Module 2: Correlation & Simple Linear Regression

PSYC 3032 M

Udi Alter

About Module 2

Module 2’s topics relate to modelling (linear) relationships between variables to help address interesting questions like…

  • How does education affect earnings?

  • To what extent listening to ska music relates to dressing in black and white checkered clothing articles?

  • How strong is the relationship between taking PSYC3032 and being a billionaire?

    • (nobody said the relationship is positive…)
  • What is the association between OCD and depression?

  • Does exercise influence psychological brain states, such as depression or anxiety?




Correlation and Simple Linear Regression

Prologue: Correlation vs. Regression

Before we dive into each topic separately, it’s useful to put both in the right context.

Correlation and simple regression are often used interchangeably, but there are key conceptual differences (but not mathematical) between them.

  • Correlation describes the strength of the (primarily linear) relationship or association between two variables

    • As one variable changes, what happens to another variable?
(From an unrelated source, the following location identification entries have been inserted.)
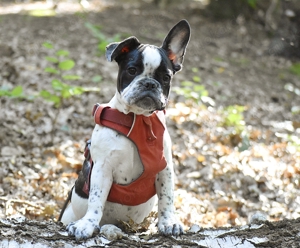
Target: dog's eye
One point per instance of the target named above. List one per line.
(131, 71)
(166, 78)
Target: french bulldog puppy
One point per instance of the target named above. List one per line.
(128, 160)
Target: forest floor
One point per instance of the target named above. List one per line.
(230, 161)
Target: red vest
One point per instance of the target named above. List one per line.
(147, 134)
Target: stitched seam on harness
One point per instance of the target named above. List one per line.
(132, 125)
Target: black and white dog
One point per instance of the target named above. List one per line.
(129, 160)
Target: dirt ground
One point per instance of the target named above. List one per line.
(223, 178)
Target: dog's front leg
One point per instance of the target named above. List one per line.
(101, 181)
(167, 221)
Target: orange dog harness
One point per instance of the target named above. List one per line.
(147, 134)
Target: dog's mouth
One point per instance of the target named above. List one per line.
(150, 102)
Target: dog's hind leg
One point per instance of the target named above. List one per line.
(66, 208)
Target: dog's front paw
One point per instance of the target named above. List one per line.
(111, 232)
(169, 226)
(82, 229)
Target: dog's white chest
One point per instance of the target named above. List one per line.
(122, 154)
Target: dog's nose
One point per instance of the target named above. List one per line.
(150, 85)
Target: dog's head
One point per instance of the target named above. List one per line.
(146, 71)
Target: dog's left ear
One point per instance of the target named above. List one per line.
(116, 49)
(176, 42)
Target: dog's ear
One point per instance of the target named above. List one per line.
(113, 50)
(176, 42)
Does it go up as well (positive correlation)? Down (negative correlation)? Seem anaffected (no correlation)?
  • Correlation is used mainly as a descriptive statistic, to quantify an association, but NOT saying anything about causation

  • Though, as it turns out, the math required to obtain correlation estimates requires the same information used in…..you guessed it, simple linear regression!

Prologue: Correlation vs. Regression

  • Simple regression, on the other hand, is about predicting or explaining an outcome/dependent variable using an independent/explanatory variable
    • Has more of a causal (or at minimum, suggestive) nature
  • Useful for experimental, quasi-experimental, and otherwise predictive empirical questions
  • In psychology, we often deal with observational data, meaning that we don’t manipulate the IVs directly (i.e., we don’t manipulate one’s education or earnings directly; we only passively record it)
    • Experimental studies do however try to manipulate the IVs explicitly, and we’ll talk much more about this later

Prologue: Correlation vs. Regression

Note that correlation is cause-blind (association\(\neq\)causation), we often graph the relationship with double-sided arrows (i.e., we don’t know/care about why they relate, we just know they vary together)

Regression models, on the other hand, are necessarily directional (one-sided arrow), meaning, we make a statement/assumption about what causes/affects what (e.g., X2 leads to Y2)




Covariance and Correlation

(Co)variance

  • Before we define correlation, which is, in fact, a standardized effect size measure, we should first talk about covariance, the unstandardized sibling of correlation

  • Covariance is the smallest building block of all GLMs and other advanced statistical techniques (e.g., SEM, MLM); you can think of it as an atom—the fundamental unit from which statistical models are built

  • By now you should know that each variable has its own variance—which describes the spread of the individual observations on that particular variable

\[VAR(X)=\frac{\sum (x_i-\bar{x})^2}{N-1}= \frac{\sum (x_i-\bar{x})(x_i-\bar{x})}{N-1} \]

  • where \(x_i\) is a particular observation’s score on X, \(\bar{x}\) is the mean of X, and \(N\) is the sample size.

  • The numerator represents the sum of squares (i.e., the sum of squared deviation scores from the mean)

Covariance

  • If variance is how one variable varies (alone, with itself), then covariance is one variable varies with another…Thus, the formula of covariance between two variables is similar to that of variance (but, instead of X twice, we have X and Y):

\[COV(X, \ Y)= \frac{\sum (x_i-\bar{x})(y_i-\bar{y})}{N-1}\]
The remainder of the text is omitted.